Richard A. Viguerie is one pissed off conservative. He’s finally figured out that the Republicans exist to promote the interests of big business and that their Christian conservative rhetoric is merely a pretense that allows them to attract middle class and lower middle class voters. He might consider that Jesus spent more time criticizing hypocrites than he did criticizing people that didn’t embrace Judiasm.

Viguerie lays out his case point by point. He’s not happy about the No Child Left Behind bill, signing McCain-Feingold’s campaign finance bill, or the medicare overhaul. Congressional corruption has gotten to him.

Conservatives did not spend decades going door to door, staffing phone banks and compiling lists of like-minded voters so Republican congressmen could have highways named after them and so there could be an affirmative-action program for Republican lobbyists.

He is disgraced by the federal response to Katrina and appalled by the cronyism of the Michael Brown and Harriet Miers nominations. He sees nothing being done to curtail abortion, is appalled by continued stem-cell research funding, and thinks hate-crimes legislation will ban speech that criticizes homosexual behavior. He’s even dissatisfied with Bush’s performance in nominating conservative judges. His message to conservatives?

As long as Democrats controlled Congress or the White House, Republicans could tell conservatives they deserved support because of what they would do, someday. Now we know what they do when they have control. Their agenda comes from Big Business, not from grass-roots conservatives…

…The current record of Washington Republicans is so bad that, without a drastic change in direction, millions of conservatives will again stay home this November.
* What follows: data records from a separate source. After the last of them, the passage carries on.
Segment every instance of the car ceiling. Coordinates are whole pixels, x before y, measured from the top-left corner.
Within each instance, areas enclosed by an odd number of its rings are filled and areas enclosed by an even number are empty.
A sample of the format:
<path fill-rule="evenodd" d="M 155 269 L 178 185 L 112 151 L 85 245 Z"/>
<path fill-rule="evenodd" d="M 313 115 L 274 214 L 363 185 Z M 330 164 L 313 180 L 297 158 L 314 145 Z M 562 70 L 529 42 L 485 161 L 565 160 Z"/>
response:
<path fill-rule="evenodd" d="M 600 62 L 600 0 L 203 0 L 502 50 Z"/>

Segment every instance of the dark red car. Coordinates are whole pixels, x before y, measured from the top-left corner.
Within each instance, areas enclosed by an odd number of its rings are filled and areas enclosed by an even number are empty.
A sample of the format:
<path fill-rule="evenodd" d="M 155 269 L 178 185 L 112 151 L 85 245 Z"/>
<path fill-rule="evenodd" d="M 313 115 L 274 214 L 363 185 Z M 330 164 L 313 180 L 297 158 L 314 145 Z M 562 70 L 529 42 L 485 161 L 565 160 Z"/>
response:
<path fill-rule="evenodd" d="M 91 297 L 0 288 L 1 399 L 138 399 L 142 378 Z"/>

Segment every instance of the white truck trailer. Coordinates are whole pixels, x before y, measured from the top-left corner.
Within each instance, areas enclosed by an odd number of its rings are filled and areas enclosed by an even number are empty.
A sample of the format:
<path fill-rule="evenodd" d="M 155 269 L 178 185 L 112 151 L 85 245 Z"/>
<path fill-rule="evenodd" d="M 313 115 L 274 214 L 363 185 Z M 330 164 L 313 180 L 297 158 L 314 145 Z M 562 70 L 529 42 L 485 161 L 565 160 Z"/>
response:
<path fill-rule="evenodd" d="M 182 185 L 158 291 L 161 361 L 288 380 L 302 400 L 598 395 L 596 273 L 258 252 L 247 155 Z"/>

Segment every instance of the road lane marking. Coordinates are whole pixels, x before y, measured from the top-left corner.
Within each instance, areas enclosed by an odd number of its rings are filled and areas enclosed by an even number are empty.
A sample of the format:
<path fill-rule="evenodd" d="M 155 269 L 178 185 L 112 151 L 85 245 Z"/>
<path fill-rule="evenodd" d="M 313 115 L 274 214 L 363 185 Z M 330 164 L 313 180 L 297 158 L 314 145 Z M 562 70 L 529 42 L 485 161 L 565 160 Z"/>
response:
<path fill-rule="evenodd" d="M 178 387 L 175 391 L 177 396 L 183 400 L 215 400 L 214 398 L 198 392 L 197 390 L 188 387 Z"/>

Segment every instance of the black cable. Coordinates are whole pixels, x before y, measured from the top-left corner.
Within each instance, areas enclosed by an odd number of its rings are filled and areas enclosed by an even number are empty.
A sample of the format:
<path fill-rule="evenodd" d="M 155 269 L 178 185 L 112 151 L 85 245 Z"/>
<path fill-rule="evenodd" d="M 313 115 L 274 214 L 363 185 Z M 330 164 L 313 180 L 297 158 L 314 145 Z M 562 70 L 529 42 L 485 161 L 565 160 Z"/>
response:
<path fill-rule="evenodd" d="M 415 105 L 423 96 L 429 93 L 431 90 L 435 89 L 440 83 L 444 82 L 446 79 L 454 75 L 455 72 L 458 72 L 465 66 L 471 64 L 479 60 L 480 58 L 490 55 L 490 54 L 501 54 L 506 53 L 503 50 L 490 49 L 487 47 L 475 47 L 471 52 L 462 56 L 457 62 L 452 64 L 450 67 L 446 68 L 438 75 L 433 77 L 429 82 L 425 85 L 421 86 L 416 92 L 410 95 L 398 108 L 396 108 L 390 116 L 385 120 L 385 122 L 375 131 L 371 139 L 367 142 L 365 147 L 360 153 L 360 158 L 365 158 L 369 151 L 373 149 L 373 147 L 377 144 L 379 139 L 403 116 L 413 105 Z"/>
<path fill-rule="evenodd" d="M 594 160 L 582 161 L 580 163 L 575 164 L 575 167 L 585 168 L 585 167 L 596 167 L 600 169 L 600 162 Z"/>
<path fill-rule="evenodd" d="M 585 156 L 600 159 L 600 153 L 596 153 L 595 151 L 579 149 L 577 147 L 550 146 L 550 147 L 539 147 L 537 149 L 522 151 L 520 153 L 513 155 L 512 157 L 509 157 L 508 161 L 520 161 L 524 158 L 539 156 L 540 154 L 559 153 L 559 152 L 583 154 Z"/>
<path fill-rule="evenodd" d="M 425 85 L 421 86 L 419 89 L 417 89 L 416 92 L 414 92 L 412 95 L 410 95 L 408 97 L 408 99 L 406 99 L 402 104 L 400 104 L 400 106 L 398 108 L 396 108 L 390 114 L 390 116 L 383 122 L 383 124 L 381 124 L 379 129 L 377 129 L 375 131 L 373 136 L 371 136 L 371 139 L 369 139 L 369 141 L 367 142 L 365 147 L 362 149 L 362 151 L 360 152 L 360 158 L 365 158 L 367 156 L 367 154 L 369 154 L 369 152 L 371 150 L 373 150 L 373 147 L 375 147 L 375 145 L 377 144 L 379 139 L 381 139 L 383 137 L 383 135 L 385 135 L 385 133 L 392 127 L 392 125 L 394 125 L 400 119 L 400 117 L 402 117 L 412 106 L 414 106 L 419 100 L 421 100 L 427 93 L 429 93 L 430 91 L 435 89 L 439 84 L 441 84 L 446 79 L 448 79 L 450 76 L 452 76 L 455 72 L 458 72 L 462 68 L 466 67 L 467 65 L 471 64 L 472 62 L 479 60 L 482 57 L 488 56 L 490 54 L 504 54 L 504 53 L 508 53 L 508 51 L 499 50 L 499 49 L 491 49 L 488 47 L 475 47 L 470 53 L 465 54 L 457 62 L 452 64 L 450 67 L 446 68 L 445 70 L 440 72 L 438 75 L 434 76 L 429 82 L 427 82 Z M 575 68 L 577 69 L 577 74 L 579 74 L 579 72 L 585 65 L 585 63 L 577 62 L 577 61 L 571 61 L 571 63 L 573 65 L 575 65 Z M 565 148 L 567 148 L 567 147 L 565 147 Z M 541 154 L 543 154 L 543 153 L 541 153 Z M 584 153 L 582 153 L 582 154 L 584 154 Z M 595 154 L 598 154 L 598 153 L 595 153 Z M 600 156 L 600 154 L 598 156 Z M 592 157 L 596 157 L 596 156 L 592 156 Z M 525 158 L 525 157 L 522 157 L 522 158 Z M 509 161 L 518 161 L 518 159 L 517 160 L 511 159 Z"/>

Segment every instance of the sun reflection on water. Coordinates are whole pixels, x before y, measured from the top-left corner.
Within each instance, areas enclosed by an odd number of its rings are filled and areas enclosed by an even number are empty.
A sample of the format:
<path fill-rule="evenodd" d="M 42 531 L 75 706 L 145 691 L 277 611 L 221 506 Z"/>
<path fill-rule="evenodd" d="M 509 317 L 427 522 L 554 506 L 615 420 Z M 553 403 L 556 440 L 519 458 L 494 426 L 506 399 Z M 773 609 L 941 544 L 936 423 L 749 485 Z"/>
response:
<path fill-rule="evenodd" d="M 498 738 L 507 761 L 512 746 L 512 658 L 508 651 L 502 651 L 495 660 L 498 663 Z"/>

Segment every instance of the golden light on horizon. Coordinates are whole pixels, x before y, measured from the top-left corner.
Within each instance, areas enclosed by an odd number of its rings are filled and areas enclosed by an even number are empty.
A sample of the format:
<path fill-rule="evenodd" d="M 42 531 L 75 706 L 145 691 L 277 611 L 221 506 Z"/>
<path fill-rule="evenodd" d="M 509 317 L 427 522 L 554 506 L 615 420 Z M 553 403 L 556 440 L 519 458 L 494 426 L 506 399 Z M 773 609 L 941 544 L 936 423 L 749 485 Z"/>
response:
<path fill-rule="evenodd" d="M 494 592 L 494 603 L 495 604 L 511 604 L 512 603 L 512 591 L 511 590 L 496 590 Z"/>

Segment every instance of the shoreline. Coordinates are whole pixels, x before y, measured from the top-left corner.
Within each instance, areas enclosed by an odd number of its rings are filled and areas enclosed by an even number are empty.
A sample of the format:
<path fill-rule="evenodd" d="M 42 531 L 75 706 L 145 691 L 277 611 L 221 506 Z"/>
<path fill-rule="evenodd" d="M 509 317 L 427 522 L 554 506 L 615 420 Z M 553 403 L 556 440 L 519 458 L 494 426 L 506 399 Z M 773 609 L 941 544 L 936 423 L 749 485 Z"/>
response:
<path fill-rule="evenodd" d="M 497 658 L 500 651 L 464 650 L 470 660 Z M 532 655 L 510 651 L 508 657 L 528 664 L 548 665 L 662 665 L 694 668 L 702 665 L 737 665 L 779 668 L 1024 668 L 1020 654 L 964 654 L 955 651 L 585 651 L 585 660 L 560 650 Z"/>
And maybe they should. Conservatives are beginning to realize that nothing will change until there’s a change in the GOP leadership. If congressional Republicans win this fall, they will see themselves as vindicated, and nothing will get better.

We here a lot of the same talk from disaffected liberals (much of it on this site). The fact of the matter is that both parties are ignoring their grass-roots supporters in favor of big business. The code word for corporatism is ‘centrism’.

Viguerie favors a similar approach to the one I am pushing. I am calling for a party within a party, funded by small donations from grass-roots and independent of the DSCC, the DCCC, and the DNC. Viguerie is calling for something even more independent.

At the very least, conservatives must stop funding the Republican National Committee and other party groups. (Let Big Business take care of that!) Instead, conservatives should dedicate their money and volunteer efforts toward conservative groups and conservative candidates. They should redirect their anger into building a third force — not a third party, but a movement independent of any party. They should lay the groundwork for a rebirth of the conservative movement and for the 2008 campaign, when, perhaps, a new generation of conservative leaders will step forward.

Both major parties have abandoned any sense of populism in favor of corporate welfare, an increasingly regressive tax code, anti-environmental and anti-labor legislation and regulation. I don’t mind the GOP giving lip service to their religious conservatives, but I’m glad that their FOX News “we’re on the side of the little guy” routine is starting to wear thin. The scales are starting to fall from the eyes of social conservatives that now realize that they have been working all these years to serve, not their agenda, but the agenda of Wall Street.